Mocking Redis and Kafka in Go
During the work I've done building a rules engine I have come at the project with a TDD approach. This means everything that can be mocked must be mocked. When I recently moved to multi-instance deployments, I needed to implement Kafka in order to process events across N number of these instances. I couldn't find a good Kafka mocking library, so after some struggle I ended building a simple and solid implementation. Through these learnings, I also built the same for Redis.
Different Types of Mocking
In the program I make use of two different types of objects which require a different approach to mocking.
Provider
The first is a provider approach. There is a single object throughout the application, and this object has a provider. The provider then gets set depending on the environment. This is useful when you are testing against third-party providers - I have done this for a stock data source, Stripe and an email provider.
The file structure for this type of mocking looks as follows:
There's a lot of files, but this gives you the flexibility you need. Below we have a main data struct, with a different provider set depending on the environment:
const (
DataProviderOne = "third_party_production_one"
DataProviderTest = "test_data_provider"
)
type DataSource struct {
Provider DataProviderService
Ctx context.Context
}
func (d *DataSource) setRepo(env string, errState bool) {
if env == "test" {
repo.SetErrorState(errState)
}
}
func (d *DataSource) setProvider(provider string, state bool) (err error) {
if provider != DataProviderOne && provider != DataProviderTest {
return fmt.Errorf("could not set data provider. Must be one of %s or %s, you provided %s", DataProviderOne, DataProviderTest, provider)
}
d.Provider.setClient(provider, state)
return
}
When the application begins, the environment is set depending on whether tests are being run or not.

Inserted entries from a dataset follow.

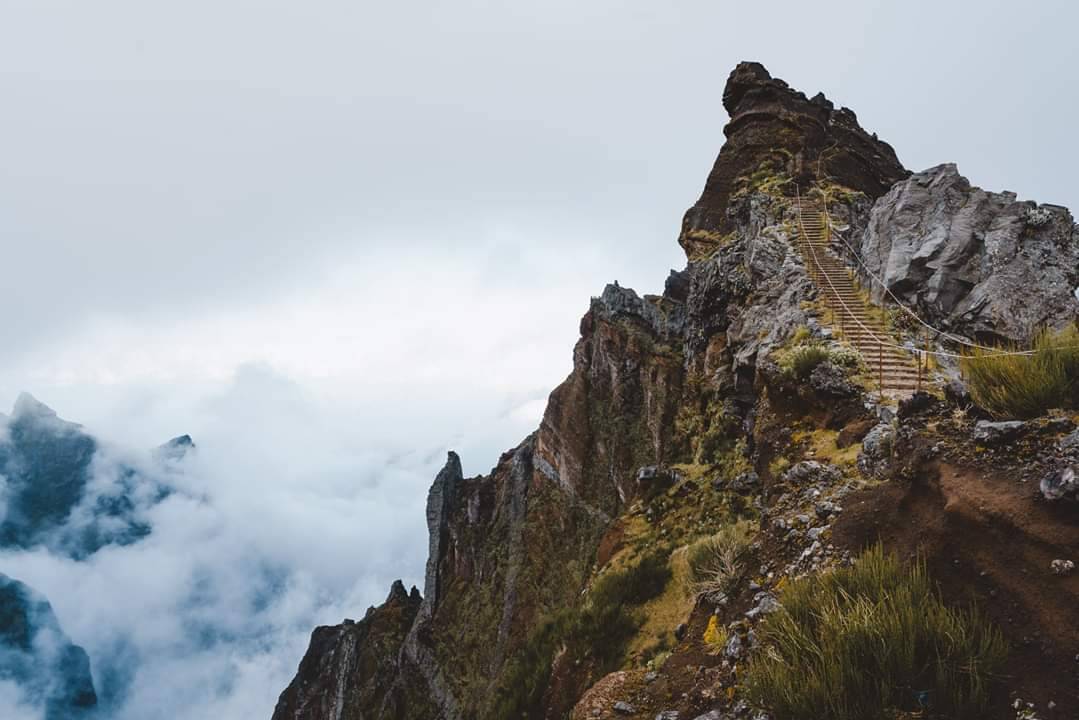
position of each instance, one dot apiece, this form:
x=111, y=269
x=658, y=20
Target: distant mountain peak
x=27, y=405
x=176, y=448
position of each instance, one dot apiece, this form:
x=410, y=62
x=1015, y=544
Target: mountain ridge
x=677, y=420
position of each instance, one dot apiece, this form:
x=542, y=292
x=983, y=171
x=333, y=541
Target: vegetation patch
x=804, y=355
x=1011, y=385
x=600, y=628
x=716, y=562
x=865, y=641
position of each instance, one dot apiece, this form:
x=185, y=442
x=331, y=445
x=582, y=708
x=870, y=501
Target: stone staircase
x=848, y=314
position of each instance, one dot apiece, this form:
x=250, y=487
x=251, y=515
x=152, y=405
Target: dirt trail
x=991, y=539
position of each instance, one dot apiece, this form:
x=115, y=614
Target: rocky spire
x=777, y=132
x=439, y=502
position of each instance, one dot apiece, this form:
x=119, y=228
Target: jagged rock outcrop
x=351, y=670
x=51, y=673
x=775, y=132
x=977, y=262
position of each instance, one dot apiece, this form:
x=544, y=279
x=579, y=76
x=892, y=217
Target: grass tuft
x=716, y=561
x=865, y=641
x=599, y=628
x=1026, y=385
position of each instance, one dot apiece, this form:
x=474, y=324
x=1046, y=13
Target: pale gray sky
x=333, y=239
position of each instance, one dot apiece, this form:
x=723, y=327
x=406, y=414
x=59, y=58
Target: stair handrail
x=948, y=336
x=813, y=253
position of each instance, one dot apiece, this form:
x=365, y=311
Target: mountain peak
x=778, y=137
x=28, y=406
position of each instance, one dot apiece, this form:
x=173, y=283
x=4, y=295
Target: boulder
x=766, y=603
x=877, y=445
x=979, y=263
x=810, y=472
x=1060, y=484
x=916, y=404
x=989, y=433
x=830, y=380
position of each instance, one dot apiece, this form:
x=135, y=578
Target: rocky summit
x=725, y=454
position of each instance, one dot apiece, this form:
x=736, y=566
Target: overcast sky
x=331, y=240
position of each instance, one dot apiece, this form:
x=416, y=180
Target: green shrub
x=600, y=627
x=861, y=642
x=804, y=355
x=1026, y=385
x=716, y=561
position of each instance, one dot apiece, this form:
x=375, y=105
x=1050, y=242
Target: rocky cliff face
x=964, y=258
x=777, y=134
x=35, y=654
x=674, y=418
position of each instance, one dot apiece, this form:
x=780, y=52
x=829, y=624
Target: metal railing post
x=881, y=366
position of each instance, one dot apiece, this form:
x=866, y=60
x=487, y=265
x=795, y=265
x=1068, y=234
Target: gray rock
x=734, y=648
x=440, y=500
x=766, y=603
x=745, y=481
x=1060, y=484
x=975, y=262
x=810, y=472
x=618, y=301
x=825, y=507
x=989, y=433
x=1069, y=443
x=876, y=450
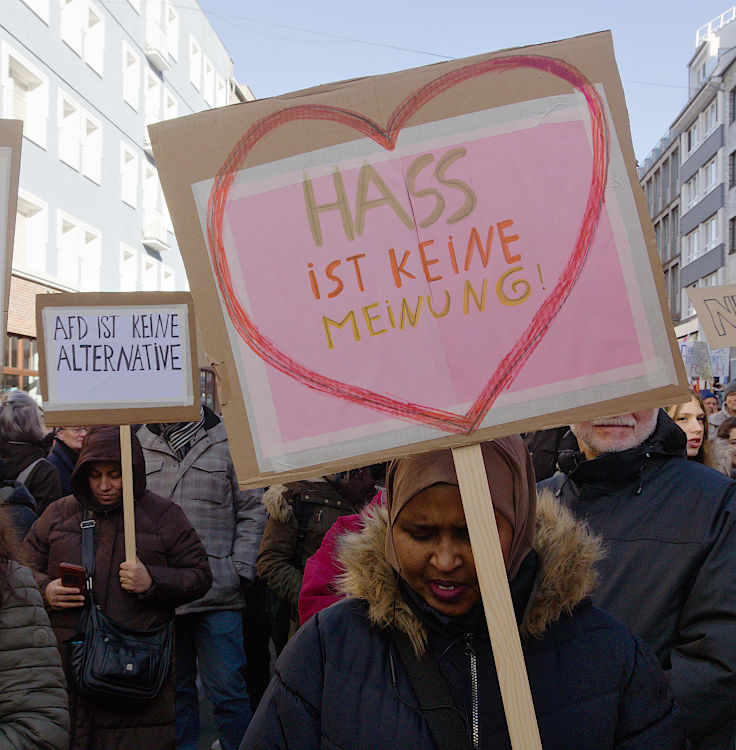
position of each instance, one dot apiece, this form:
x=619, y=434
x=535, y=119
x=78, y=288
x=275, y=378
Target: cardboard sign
x=696, y=356
x=424, y=259
x=716, y=310
x=11, y=137
x=117, y=358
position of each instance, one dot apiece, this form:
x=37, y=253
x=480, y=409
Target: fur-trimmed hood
x=566, y=548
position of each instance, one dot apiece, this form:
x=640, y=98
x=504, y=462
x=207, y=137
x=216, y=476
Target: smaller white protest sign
x=117, y=358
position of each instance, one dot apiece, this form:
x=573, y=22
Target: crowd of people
x=345, y=611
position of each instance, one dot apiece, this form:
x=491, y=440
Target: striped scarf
x=180, y=435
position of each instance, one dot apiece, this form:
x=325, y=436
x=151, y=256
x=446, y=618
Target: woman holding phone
x=171, y=568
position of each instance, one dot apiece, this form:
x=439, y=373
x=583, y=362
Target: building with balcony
x=701, y=152
x=87, y=78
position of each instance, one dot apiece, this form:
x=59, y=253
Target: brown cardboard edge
x=11, y=135
x=593, y=54
x=134, y=414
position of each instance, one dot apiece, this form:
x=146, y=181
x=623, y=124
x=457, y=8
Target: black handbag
x=110, y=660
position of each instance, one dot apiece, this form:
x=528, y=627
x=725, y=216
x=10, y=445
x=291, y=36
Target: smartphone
x=73, y=576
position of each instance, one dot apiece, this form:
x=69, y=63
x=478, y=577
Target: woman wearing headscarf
x=171, y=569
x=406, y=656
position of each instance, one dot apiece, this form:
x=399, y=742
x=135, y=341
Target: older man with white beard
x=670, y=569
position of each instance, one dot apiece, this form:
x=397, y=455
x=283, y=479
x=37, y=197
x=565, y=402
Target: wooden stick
x=512, y=678
x=126, y=466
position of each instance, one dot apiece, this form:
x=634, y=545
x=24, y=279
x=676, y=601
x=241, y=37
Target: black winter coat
x=669, y=572
x=594, y=685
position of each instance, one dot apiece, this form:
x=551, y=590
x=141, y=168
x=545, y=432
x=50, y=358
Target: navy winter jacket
x=669, y=572
x=594, y=685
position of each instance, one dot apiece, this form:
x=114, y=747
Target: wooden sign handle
x=494, y=587
x=126, y=466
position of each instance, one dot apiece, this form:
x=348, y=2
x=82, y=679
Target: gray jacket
x=34, y=709
x=229, y=521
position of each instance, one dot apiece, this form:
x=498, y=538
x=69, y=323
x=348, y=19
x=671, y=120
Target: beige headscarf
x=510, y=477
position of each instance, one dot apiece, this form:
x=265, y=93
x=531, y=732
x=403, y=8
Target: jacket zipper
x=470, y=651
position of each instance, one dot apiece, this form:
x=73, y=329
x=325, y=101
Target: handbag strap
x=440, y=712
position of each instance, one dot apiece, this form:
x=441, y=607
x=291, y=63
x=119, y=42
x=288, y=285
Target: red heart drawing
x=386, y=137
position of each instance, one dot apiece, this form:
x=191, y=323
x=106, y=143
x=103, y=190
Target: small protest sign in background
x=117, y=358
x=11, y=137
x=715, y=307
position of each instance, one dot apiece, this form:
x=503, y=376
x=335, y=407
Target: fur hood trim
x=277, y=499
x=566, y=548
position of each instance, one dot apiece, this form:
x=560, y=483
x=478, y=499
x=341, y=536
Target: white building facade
x=87, y=77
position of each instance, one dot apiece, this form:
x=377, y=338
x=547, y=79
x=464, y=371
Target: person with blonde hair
x=692, y=419
x=21, y=433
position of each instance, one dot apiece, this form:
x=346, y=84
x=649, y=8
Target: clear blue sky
x=286, y=45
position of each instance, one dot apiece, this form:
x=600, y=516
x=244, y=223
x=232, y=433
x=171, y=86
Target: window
x=675, y=290
x=220, y=92
x=691, y=247
x=710, y=117
x=71, y=24
x=152, y=98
x=687, y=304
x=170, y=106
x=710, y=176
x=150, y=187
x=195, y=63
x=666, y=182
x=167, y=279
x=25, y=96
x=40, y=8
x=665, y=223
x=675, y=172
x=691, y=137
x=128, y=269
x=70, y=132
x=31, y=233
x=91, y=148
x=675, y=229
x=149, y=275
x=94, y=38
x=131, y=76
x=90, y=260
x=128, y=175
x=710, y=238
x=690, y=192
x=172, y=31
x=21, y=364
x=209, y=83
x=79, y=253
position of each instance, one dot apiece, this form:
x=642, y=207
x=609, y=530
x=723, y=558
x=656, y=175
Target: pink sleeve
x=323, y=567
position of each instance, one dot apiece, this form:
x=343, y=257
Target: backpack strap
x=88, y=545
x=27, y=471
x=303, y=512
x=435, y=699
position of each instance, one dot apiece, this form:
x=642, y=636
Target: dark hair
x=724, y=431
x=9, y=550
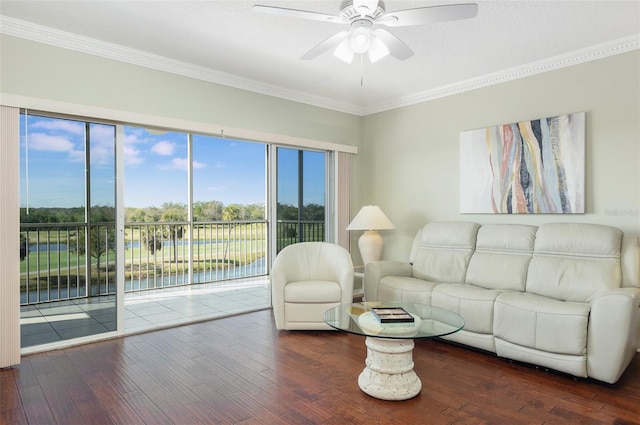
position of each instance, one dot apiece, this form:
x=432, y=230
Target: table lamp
x=370, y=218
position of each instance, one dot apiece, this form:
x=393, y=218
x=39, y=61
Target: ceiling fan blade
x=294, y=13
x=396, y=47
x=365, y=7
x=325, y=45
x=429, y=15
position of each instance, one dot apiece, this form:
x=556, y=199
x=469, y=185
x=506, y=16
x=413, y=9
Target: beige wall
x=46, y=72
x=411, y=154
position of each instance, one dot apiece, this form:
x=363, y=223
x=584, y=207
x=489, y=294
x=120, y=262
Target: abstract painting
x=529, y=167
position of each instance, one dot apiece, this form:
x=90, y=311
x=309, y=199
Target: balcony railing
x=64, y=261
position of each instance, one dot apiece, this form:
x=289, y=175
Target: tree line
x=203, y=211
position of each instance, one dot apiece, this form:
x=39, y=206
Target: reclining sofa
x=564, y=296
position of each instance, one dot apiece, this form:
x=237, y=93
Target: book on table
x=392, y=315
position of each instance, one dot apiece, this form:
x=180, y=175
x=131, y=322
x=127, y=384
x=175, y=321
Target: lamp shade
x=370, y=217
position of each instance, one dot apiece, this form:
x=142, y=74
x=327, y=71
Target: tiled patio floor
x=144, y=311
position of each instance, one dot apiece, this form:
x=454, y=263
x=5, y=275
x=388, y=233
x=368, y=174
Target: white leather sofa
x=307, y=279
x=564, y=296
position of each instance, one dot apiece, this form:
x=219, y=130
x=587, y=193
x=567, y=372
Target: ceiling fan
x=362, y=36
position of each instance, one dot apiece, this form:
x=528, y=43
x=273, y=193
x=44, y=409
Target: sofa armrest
x=614, y=333
x=376, y=270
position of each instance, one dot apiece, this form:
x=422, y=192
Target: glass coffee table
x=388, y=372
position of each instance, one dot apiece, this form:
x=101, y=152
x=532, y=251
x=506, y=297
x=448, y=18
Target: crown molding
x=41, y=34
x=576, y=57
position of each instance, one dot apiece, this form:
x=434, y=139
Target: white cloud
x=73, y=127
x=132, y=156
x=47, y=143
x=164, y=148
x=181, y=164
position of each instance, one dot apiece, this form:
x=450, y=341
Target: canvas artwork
x=529, y=167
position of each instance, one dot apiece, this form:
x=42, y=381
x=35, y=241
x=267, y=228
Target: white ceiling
x=226, y=42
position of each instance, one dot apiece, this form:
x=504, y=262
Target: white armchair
x=307, y=279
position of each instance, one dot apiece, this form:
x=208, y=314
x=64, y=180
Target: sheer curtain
x=343, y=197
x=10, y=231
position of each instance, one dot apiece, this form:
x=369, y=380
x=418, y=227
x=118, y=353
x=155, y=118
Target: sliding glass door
x=67, y=229
x=301, y=195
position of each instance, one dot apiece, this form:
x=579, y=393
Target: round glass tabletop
x=395, y=320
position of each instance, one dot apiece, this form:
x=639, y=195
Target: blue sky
x=226, y=170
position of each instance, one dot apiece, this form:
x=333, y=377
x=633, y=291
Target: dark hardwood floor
x=240, y=370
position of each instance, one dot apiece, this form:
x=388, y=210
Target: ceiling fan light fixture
x=344, y=52
x=378, y=50
x=360, y=40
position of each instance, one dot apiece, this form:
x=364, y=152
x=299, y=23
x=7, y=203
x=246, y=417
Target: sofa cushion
x=502, y=256
x=399, y=288
x=575, y=261
x=442, y=250
x=541, y=323
x=474, y=304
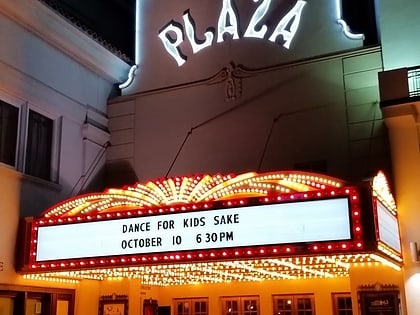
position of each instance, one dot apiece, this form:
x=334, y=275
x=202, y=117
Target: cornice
x=59, y=33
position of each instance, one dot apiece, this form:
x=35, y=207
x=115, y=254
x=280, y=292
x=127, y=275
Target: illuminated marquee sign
x=200, y=218
x=288, y=223
x=172, y=35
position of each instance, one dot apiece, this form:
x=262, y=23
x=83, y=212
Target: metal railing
x=413, y=76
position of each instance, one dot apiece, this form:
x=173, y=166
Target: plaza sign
x=172, y=35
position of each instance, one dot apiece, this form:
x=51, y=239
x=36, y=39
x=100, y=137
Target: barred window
x=342, y=304
x=194, y=306
x=240, y=305
x=294, y=304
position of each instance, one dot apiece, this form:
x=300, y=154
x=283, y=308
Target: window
x=294, y=304
x=39, y=146
x=27, y=141
x=241, y=305
x=9, y=117
x=195, y=306
x=342, y=304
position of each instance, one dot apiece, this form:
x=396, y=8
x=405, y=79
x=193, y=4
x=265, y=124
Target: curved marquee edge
x=192, y=189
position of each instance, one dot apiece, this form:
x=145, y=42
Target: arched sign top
x=192, y=190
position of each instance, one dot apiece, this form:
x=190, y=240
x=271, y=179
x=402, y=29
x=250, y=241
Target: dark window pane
x=39, y=146
x=9, y=116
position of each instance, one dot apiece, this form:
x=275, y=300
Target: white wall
x=318, y=34
x=325, y=110
x=399, y=24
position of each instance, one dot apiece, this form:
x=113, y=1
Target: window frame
x=191, y=307
x=241, y=302
x=22, y=137
x=336, y=296
x=294, y=310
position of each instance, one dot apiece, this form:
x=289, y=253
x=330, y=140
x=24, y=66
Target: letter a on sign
x=288, y=25
x=228, y=23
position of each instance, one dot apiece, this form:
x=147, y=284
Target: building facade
x=224, y=87
x=399, y=87
x=55, y=82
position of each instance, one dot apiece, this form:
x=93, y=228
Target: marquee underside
x=252, y=270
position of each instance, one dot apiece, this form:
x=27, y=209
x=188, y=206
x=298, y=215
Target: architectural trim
x=37, y=18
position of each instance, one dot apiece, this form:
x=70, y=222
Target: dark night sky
x=114, y=20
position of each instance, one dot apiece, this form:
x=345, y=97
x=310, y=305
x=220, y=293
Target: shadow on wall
x=118, y=174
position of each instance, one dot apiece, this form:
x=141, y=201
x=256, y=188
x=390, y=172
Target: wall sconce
x=414, y=252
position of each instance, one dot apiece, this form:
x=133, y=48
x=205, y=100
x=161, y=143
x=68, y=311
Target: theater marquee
x=301, y=224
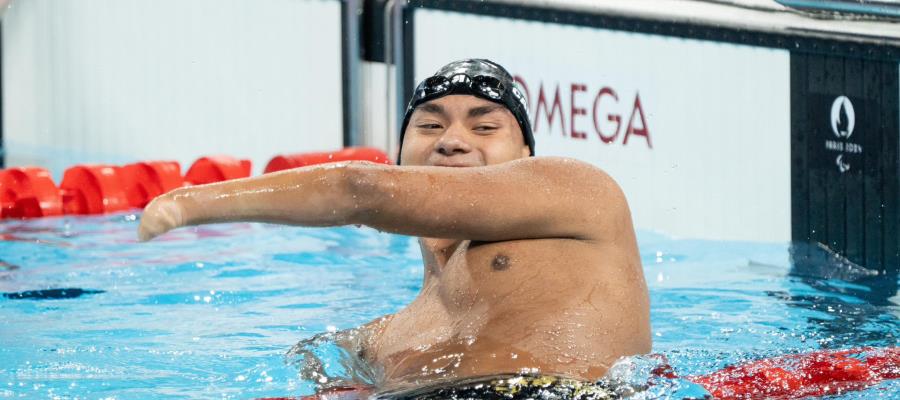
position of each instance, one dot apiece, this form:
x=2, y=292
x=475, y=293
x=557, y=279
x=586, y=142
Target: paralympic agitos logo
x=600, y=108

Throughout the application, the provider is the same.
The reason this is done is so that the underlying provider can be swapped out or set depending on which source you need. For example, you can have several data providers in the application each pointing to a different third party, e.g. if you need to pull data from Yahoo and Google and AnotherProvider.
The underlying data provider looks as follows:
type DataProvider interface {
KeyStats(context context.Context, stock string) (keyStats thirdPartyLib.KeyStats, err error)
HistoricalPrices(ctx context.Context, symbol string, timeframe thirdPartyLib.HistoricalTimeFrame, options *thirdPartyLib.HistoricalOptions) (data []thirdPartyLib.HistoricalDataPoint, err error)
InsiderTransactions(ctx context.Context, symbol string) (insiderTransactions []thirdPartyLib.InsiderTransaction, err error)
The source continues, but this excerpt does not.